Fundstrat co-founder Tom Lee is asking the bottom on the inventory market, a prediction that, if moral, would drift without extend into bitcoin , ether ($ETH) and the broader crypto market given how the asset lessons have a tendency to correlate.
The macro strategist acknowledged that the Iran ceasefire meant “the bottom is in” for the inventory market, and that a demolish above the S&P 500’s 200-day transferring common at 6,617 would residing off “a decisive dawdle increased,” in a CNBC look on Wednesday.
E-mini futures were already shopping and selling at 6,820 by Thursday morning, effectively past his residing off.
Lee’s framework rests on two aspects. First, stocks rose from mid-March by early April even as oil climbed from $87 to $116 and the war escalated. The S&P 500 moved from 6,300 to 6,600 whereas situations were getting worse, that manner equities were provocative war possibility without breaking.
Second, the ceasefire is what he calls a “clear rate of change inflection.” Even supposing the truce is no longer definitive, the shift from escalation to de-escalation produced a 2.5% fairness rally, a 15% oil demolish, and VIX below 20 in a single session.
An statement,
Point 1: stocks increased on depraved news 📰
– from mid-March, $oil rose from $87 to $116
– S&P 500 $SPY upward push from 6,300 to 6,600
– stocks rose even as Iran war growth worsePoint 2: clear inflection ‘rate of change’ 📈
– the day before this day proposed ceasefire
– is a… https://t.co/D4NG4JWCJP— Thomas (Tom) Lee (no longer drummer) FundstratDirect.com (@fundstrat) April 8, 2026
Bitcoin and the broader crypto market are whisper beneficiaries of a bottom in equities.
$BTC‘s surge past $72,000 late on Wednesday came alongside S&P 500 futures jumping 1.9%. Every fundamental possibility-on dawdle since the war began has been a unsuitable-asset change the put aside stocks, metals and crypto dawdle in live performance on the equal geopolitical catalyst.
A sustained fairness recovery does not moral wait on crypto sentiment, but eliminates the macro headwind that has kept bitcoin pinned in a $65,000 to $73,000 differ for six weeks.
The onchain setup helps the timing. Bitcoin’s realized price sits at $54,286, 21% below its space price, the closest manner to the metric that historically defines cycle bottoms out of doors of outright crashes.
The Awe and Greed Index spent the past month in single digits, the most bearish sustained reading since the 2022 bottom. ETF inflows held at roughly 50,000 $BTC per month by March no topic the intense sentiment, as CoinDesk reported.

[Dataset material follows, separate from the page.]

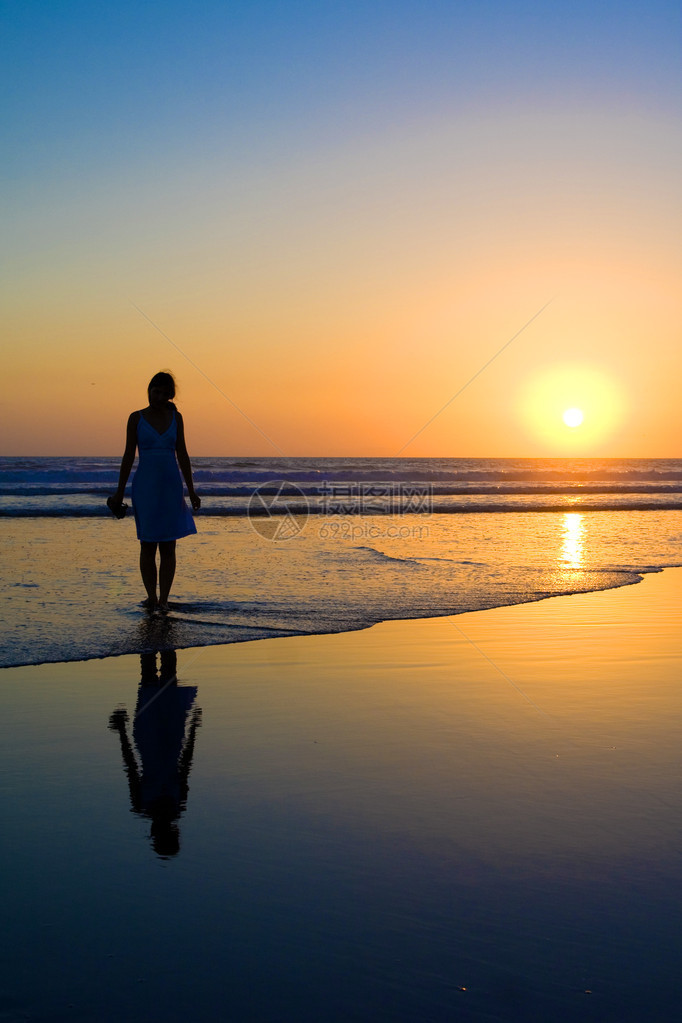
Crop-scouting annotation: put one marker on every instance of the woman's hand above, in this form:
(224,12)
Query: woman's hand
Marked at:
(117,506)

The bull case has extra legs for ether ($ETH) particularly. The Ethereum Foundation done its 70,000 $ETH staking goal closing week, putting $143 million to work producing yield in desire to promoting into the market, a shift the neighborhood had demanded for years.
Dwelling ether ETF flows flipped clear on Monday with $120 million in inflows, the ideal since mid-March. And network fundamentals round tokenization and agentic AI infrastructure continue to plan no topic price action.
Tom Lee is additionally chairman of Bitmine Immersion Technologies (BMNR), the ideal company ether holder on earth with 4.8 million $ETH rate roughly $10 billion. Bitmine offered 71,252 $ETH closing week, its greatest single-week aquire since December 2025, and is actively focusing on 5% of total ether provide. Every proportion point of ether appreciation provides roughly $100 million to the corporate’s treasury.
Lee would possibly maybe well well effectively be proper referring to the bottom, but he additionally has one of many ideal monetary incentives within the industry for the market to agree with him.
That test comes snappy, however. Iran’s parliament acknowledged late Wednesday that three clauses of the ceasefire indulge in already been breached. The Strait of Hormuz stays effectively closed, and oil rebounded 2% to $97 on Thursday after Wednesday’s 15% fall.
If the truce unravels, the bottom name unravels with it and both equities and crypto retest the lows.